Главное, Гречко сам убедился: работаешь, не жалея сил, и чувствуешь, как семья получает из твоих рук то, о чем раньше могла только мечтать. Он уже подумывал, что с уходом Семена придется взять ему работника. Из иногородних, конечно, но то, что они умеют работать, у них не отнять.

Семен посматривал на задумчивого отца, считая, что тот печалится, что его на службу не берут.

– Уж дома-то, батя, ты без работы не останешься.

– Вот бы еще внуков понянчить, да что-то не торопишься ты, сынку, семью заводить, – шутил Михаил Андреевич и перебирал предполагаемые занятия: не заняться ли, к примеру, разведением табака? А то царь-батюшка, дай Бог ему здоровья, повысил пошлину на заграничный табак. Стало быть, местному земледельцу от этого большая польза выходит. Но табак табаком, а мысли о лошадях манили его куда сильней. Вот бы коннозаводством заняться!

– А что, кони – дело хорошее, – согласился сын, когда отец пожаловался, что уже и вспоминает Тараса Шевченко: «Думы мои, думы мои, тяжко мене с вами». – Ежели бы мне на службу не идти, я и сам бы…

Но что – сам, говорить не стал. Чего зря языком молоть, когда у него не то что лошадей, копейки лишней нет, чтобы, к примеру, новые конюшни построить или земли под пастбище прикупить.

Отец говорил о лошадях с удовольствием, уже прикидывая про себя, что теперь, когда служить казакам можно всего четыре года, а потом еще восемь быть на льготе, то есть в станице, ему в этом хорошем деле вполне со временем может помочь сын.
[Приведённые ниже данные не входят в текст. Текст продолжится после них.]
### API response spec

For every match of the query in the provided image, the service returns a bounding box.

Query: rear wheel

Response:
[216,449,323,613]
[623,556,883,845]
А пока суд да дело… Михаил Андреевич сможет как следует осмотреться. Поговорить со станичным атаманом. Может, ему как заслуженному казаку – у Гречко был среди прочих наград и Георгиевский крест за храбрость – то, может, ему и продадут еще несколько десятин, где он станет выращивать… надо будет, подумать, посмотреть, что выращивать выгодней? Излишки продал – построил конюшни. На следующий год излишки продал – купил пару жеребят на развод… Вон барон Шпигель рассказывал, как один крестьянин купил у своего хозяина жеребенка, на вид неказистого, но хороших кровей, а тот, когда вырос, стал таким производителем, что сделал хозяина первым богачом…
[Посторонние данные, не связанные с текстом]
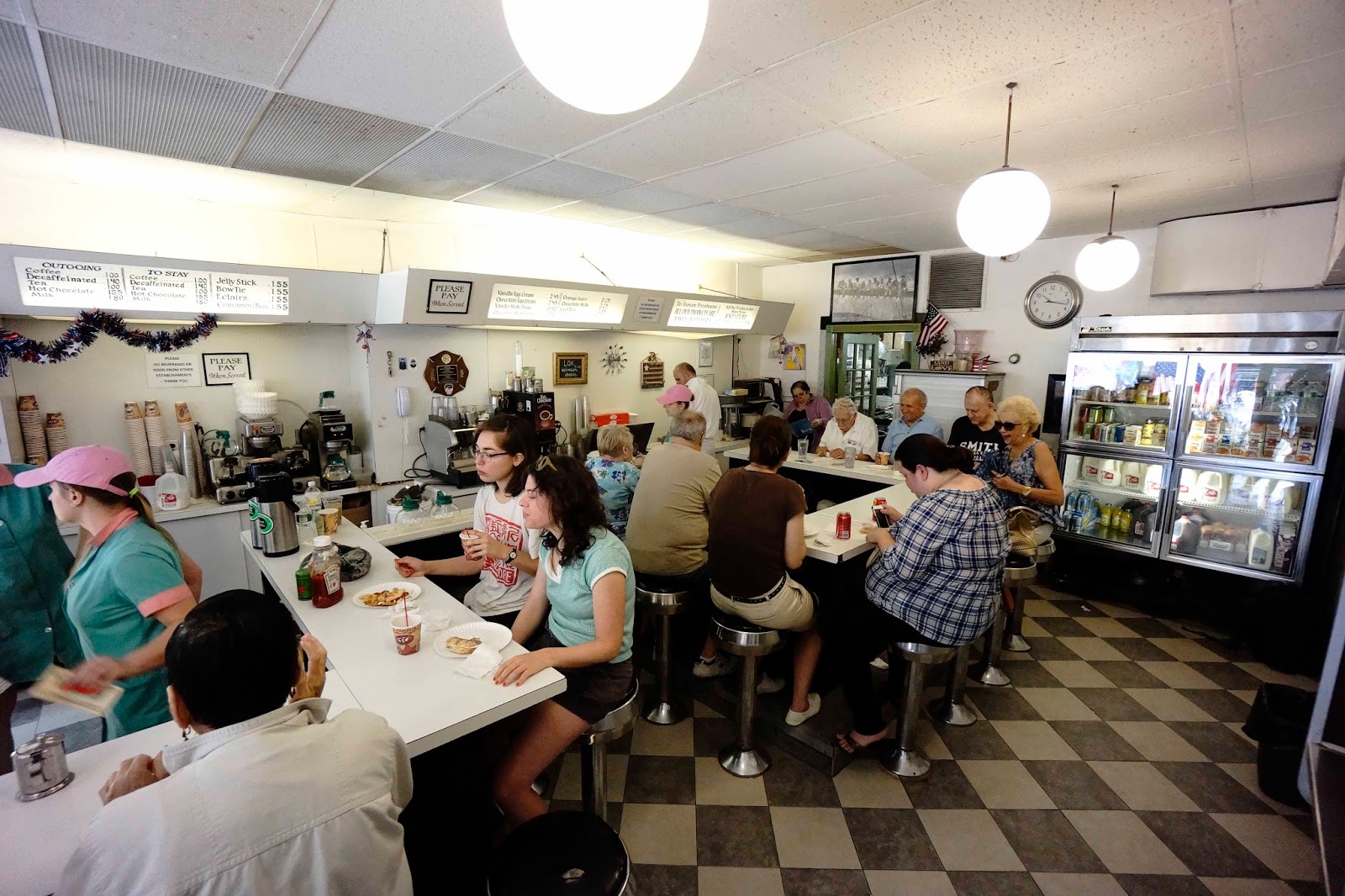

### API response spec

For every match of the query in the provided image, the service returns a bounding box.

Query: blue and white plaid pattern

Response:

Ну, первым, не первым, а богатым – почему не быть?

Он так увлекся своими планами, так загорелся, что не сразу понял, откуда в сердце вдруг возникла резкая боль. Михаил Андреевич побледнел и даже пошатнулся. Вот так: человек предполагает, а бог располагает.

Некоторое время он постоял, скукожившись, а потом выпрямился и подмигнул испуганному, кинувшемуся его поддерживать, сыну.

– Ничего, Семка, твой батька еще поживет, – но осторожно добавил, – если Бог даст.

А потом пробормотал, глядя куда-то вдаль.

– И ты, девка, подожди. Некогда мне сейчас умирать.

К какой девке обращался, сын и не догадался. Может, к той, которую за ведьму приняли?

Загрузка...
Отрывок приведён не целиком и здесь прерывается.